The fact that the mother and father who visited did not seem upset about having to leave

their child and not get to take it home made me feel shocked that they could not care that much

about a child, especially their own. This probably could be because they apparently have gone

through this before with four other children but myself being such a sensitive and caring person

could not believe it.

The other nurses working the floor did not seem very upset about the situation either and took

more of a judgemental tone towards the parents. This is probably because they like the parents-

are used to it happening all the time and having to deal with these sensitive situations as just

part of the job. Although I felt very emotional, I tried my best not to show it because it would

seem unprofessional. I did not like however, that the nurses were very judgemental of the family.

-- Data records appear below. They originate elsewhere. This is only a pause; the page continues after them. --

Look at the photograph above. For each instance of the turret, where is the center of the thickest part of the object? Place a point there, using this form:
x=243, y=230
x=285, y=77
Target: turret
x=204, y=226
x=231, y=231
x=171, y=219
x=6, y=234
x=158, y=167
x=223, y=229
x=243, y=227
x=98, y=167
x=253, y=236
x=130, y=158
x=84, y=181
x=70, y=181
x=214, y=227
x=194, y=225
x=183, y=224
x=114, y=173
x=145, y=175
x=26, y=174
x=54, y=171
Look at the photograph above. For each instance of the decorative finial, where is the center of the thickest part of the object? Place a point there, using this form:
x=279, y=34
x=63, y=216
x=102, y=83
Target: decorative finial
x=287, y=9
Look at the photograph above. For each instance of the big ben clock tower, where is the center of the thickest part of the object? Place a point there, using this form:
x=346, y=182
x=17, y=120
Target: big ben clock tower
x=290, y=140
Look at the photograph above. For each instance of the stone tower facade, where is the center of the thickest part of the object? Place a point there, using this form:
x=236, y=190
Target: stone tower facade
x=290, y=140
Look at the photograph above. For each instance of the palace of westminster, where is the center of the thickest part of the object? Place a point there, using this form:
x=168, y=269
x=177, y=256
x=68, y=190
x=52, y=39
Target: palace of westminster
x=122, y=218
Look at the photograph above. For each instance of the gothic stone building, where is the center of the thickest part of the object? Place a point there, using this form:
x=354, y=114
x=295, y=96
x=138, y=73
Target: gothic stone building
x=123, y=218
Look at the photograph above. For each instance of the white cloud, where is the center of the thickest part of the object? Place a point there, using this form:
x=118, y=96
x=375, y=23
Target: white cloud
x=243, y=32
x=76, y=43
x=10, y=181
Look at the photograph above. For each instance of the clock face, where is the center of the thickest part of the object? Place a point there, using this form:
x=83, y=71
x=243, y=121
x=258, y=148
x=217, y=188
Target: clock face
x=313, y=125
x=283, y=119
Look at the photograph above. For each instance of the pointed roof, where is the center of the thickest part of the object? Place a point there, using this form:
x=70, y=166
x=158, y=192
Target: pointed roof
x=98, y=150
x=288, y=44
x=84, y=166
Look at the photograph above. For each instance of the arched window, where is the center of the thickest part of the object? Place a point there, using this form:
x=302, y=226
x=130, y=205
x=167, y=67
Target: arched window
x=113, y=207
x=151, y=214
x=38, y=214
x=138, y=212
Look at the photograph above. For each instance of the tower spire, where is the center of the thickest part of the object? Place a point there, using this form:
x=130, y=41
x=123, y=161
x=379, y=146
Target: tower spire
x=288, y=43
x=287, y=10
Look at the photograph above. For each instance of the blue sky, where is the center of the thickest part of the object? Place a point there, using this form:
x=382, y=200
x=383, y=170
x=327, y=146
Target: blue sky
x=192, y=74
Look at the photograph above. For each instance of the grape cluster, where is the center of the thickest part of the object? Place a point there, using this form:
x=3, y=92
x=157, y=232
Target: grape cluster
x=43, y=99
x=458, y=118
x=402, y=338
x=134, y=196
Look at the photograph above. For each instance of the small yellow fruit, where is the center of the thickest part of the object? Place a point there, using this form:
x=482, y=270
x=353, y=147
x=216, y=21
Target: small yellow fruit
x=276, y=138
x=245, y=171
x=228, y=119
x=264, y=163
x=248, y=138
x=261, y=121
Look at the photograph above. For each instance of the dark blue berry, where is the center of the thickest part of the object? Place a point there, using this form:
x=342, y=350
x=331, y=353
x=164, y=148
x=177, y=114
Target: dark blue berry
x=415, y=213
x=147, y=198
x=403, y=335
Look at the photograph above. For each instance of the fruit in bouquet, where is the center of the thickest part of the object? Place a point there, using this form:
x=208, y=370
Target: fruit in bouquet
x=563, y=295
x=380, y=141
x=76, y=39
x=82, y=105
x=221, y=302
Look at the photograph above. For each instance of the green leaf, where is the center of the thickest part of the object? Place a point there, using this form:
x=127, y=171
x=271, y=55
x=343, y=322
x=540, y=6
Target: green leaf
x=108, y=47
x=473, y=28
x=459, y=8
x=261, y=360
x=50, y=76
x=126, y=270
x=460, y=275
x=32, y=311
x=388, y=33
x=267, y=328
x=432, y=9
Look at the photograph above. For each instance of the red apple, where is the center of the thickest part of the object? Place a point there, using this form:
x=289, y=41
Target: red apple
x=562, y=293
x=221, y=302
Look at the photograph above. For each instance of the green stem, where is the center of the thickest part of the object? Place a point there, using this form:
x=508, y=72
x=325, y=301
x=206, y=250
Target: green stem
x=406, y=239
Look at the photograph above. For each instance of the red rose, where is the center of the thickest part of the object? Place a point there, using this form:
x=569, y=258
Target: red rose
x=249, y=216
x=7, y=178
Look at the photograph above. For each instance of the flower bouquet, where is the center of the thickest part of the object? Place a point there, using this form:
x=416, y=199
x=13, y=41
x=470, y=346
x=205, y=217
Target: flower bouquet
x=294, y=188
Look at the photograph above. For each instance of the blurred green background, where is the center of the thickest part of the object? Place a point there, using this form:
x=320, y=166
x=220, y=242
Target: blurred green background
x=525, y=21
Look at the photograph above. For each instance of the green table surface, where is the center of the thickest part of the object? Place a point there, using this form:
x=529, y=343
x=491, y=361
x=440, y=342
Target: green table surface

Although the drug abuse was a choice, if the nurses got caught speaking the way they did, they

could potentially get in a lot of trouble.

Evidence of New Learning

Looking back on this experience, I realized that my emotions all though I did not show

them on the outside, were a little over exaggerated, irrational and potentially unprofessional. I

believe that I am allowed to feel the emotions that I felt however I must get used to being in

sensitive situations such as this one and acting in a professional and unbiased way. Obviously,

this was my first time experiencing a situation like this and was not aware of what emotions I

might have and I am glad that I did not let them overcome my ability to act professionally. I also

learned that I should take some advice from the other nurses and try not to let it affect me

however I should not act as judgementally as they did. To control my emotions, I told myself

that I must act professional and cannot take these situations too seriously. I also told myself that I

could potentially be experiencing a lot of situations like this in the future and related cases such

as child abuse, domestic violence etc., and that it would be extremely emotionally draining if I

let each of them affect me to such a substantial degree.

From this situation, I also learned what specific procedures the hospital puts in place for

children in CAS care and a lot of information about the Finnegan scale and NAS babies. I also

learned that if I have any questions about policies, where to look for them and that I can always

ask the charge nurse if I need to.

Revision and New Trial

I can use this learning in future situations to control my emotions and can use this not only in

my nursing career but in other life situations as well. For example, it would not be very

appropriate or very safe to break down and cry when driving by a horrific car crash. I can use my

techniques to control my emotions by thinking how dangerous it would be to cry and drive to

control them.

In future nursing situations, I will just have to keep my emotions in check by thinking about

the professionalism and image that I must withhold while working and how draining it would be

to get upset over every little thing. I can also use this experience to help other students and future

co-workers and help them to overcome their emotions and tell them if they are acting

appropriately or not.

Identification of Further Learning

In the future, I believe that the learning I have gained from this experience, can benefit me in

my career as a nurse. I will also continue to develop strategies to help deal with sensitive

situations with every situation that I am faced and can experiment with other techniques and

which one works better than others. I can also share my techniques and gain advice from co-

workers and other people that I encounter.

I believe that this experience and the techniques I have developed will push me to become a

better nurse and prepare me to be able to handle every situation that comes my way. I will also

be able to relate to other patients based on the previous experiences that I have had to create a

strong nurse-client relationship. This experience has taught me a lot however it will also stay

with me in the back of my mind since it was very unfortunate.